Los días posteriores, la noticia se extendió como la espuma y tuvo un gran eco internacional al intervenir otro grupo anarquista de Milán, en solidaridad con sus compañeros españoles. Planearon el secuestro del cónsul español, el conde de Altea, para pedir la conmutación de la pena capital y salvar la vida de Jorge Conill y sus compañeros. El día elegido, el cónsul se encontraba en España por lo que idearon coger como rehén al vicecónsul honorario, Isu Elías. El secuestro tuvo considerable repercusión tanto en los periódicos españoles como en los de Europa y América. Días después el vicecónsul fue puesto en libertad.

Carmen Franco charló del asunto con su madre tras la comida en El Pardo cuando se quedaron a solas, siempre había demasiada gente sentada a la mesa para poder hablar con libertad.

—Están criticando a papá muchísimo con lo que ha pasado en Italia. ¿No sería mejor la prisión que la pena de muerte?

—Mejor no tocar el tema. Lo último que le faltaba a tu padre es que nosotras también le presionemos.

Se celebró el nuevo juicio a los anarquistas españoles y el fiscal pidió la pena capital para Jorge Conill. Finalmente el tribunal desoyó la petición de la fiscalía y volvió a confirmar la anterior sentencia. Es decir, penas de treinta, veinticinco y dieciocho años de cárcel. Sin embargo, la agencia de noticias norteamericana Associated Press divulgó erróneamente que Conill había sido condenado a la pena capital. Ante esta noticia recogida en todo el mundo, se produjeron numerosas manifestaciones, la más clamorosa se celebró en Milán. El cardenal Montini escribió a Franco pidiendo clemencia. Conill siempre pensó que quien le había salvado de la pena capital había sido el Vaticano.

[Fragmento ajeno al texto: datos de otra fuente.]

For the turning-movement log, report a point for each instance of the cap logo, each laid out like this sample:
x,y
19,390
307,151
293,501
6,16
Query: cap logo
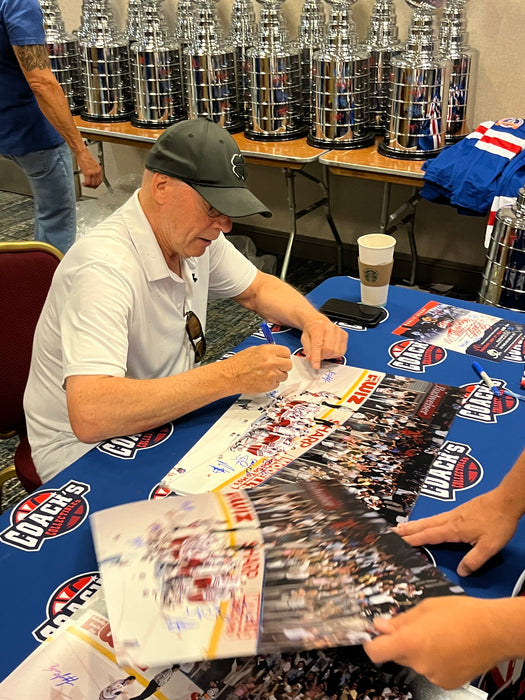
x,y
238,166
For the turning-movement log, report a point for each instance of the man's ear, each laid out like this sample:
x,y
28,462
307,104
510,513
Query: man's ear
x,y
160,187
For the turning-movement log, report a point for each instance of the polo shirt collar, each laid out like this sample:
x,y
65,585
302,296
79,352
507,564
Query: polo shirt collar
x,y
144,241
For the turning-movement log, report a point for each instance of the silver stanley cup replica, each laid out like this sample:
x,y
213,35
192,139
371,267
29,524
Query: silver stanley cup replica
x,y
418,92
242,36
503,282
464,64
340,77
383,44
210,71
155,70
64,54
310,38
273,68
104,59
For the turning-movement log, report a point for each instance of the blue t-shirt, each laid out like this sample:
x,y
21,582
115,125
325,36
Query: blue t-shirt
x,y
23,127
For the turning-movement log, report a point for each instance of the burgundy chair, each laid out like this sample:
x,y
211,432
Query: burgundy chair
x,y
26,271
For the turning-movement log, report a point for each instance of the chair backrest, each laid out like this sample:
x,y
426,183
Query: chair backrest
x,y
26,271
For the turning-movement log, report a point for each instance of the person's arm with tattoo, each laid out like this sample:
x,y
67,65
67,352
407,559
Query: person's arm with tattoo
x,y
36,67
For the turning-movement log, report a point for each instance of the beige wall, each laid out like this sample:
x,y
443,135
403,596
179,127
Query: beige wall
x,y
496,29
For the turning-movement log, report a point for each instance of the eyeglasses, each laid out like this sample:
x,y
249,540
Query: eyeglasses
x,y
195,335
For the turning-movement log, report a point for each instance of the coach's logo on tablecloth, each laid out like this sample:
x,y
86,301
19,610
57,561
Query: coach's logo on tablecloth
x,y
159,491
481,405
66,600
46,514
413,356
127,447
452,470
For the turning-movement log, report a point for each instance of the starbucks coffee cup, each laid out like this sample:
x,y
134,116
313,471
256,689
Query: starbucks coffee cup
x,y
376,259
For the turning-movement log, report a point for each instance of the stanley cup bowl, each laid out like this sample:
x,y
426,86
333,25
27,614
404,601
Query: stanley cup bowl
x,y
210,68
340,79
64,55
275,111
425,5
418,92
107,83
157,89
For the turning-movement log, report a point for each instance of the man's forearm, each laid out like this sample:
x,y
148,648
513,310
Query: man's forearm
x,y
277,301
101,407
512,488
35,65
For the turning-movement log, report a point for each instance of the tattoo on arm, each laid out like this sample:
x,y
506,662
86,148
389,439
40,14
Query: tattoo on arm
x,y
34,56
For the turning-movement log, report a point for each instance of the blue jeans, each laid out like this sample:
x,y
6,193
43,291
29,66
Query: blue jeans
x,y
50,174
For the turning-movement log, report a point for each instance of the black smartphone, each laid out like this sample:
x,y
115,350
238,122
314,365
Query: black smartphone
x,y
353,312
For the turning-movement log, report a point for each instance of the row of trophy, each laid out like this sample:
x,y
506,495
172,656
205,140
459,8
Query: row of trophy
x,y
326,85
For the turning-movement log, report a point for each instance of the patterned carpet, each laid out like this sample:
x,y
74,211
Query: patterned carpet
x,y
227,325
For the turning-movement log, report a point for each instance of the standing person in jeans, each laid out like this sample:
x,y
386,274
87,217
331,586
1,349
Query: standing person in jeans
x,y
37,129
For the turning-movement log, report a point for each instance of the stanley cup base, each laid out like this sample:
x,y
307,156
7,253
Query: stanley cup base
x,y
124,117
386,150
342,145
154,124
288,135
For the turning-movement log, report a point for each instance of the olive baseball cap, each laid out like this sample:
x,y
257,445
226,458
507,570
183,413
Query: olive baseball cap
x,y
205,156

De todos modos, este hecho quedó pronto arrinconado por otro acontecimiento que ensombreció al resto de las informaciones. El 22 de noviembre de 1963 la noticia sorprendió a Carmen Franco jugando a las cartas. John Fitzgerald Kennedy había sido asesinado. El presidente americano cayó abatido mientras recorría en una limusina descubierta las calles de Dallas. Iba junto a Jackie, su mujer, en la parte trasera mientras que en el asiento delantero, junto al conductor, les acompañaba el gobernador de Texas, John Connally. El primer impacto lo desvió un árbol y rebotó en el cemento llegando a herir levemente a una de las personas que se acercaron a dar la bienvenida al presidente. El segundo logró alcanzar a Kennedy por la espalda y le salió por su garganta. El presidente instintivamente se echó las manos al cuello. Jackie no podía creer lo que estaba ocurriendo y arrastró a su marido hacia ella. En ese momento, un tercer impacto le hería mortalmente en la cabeza, dándole en el hueso parietal derecho.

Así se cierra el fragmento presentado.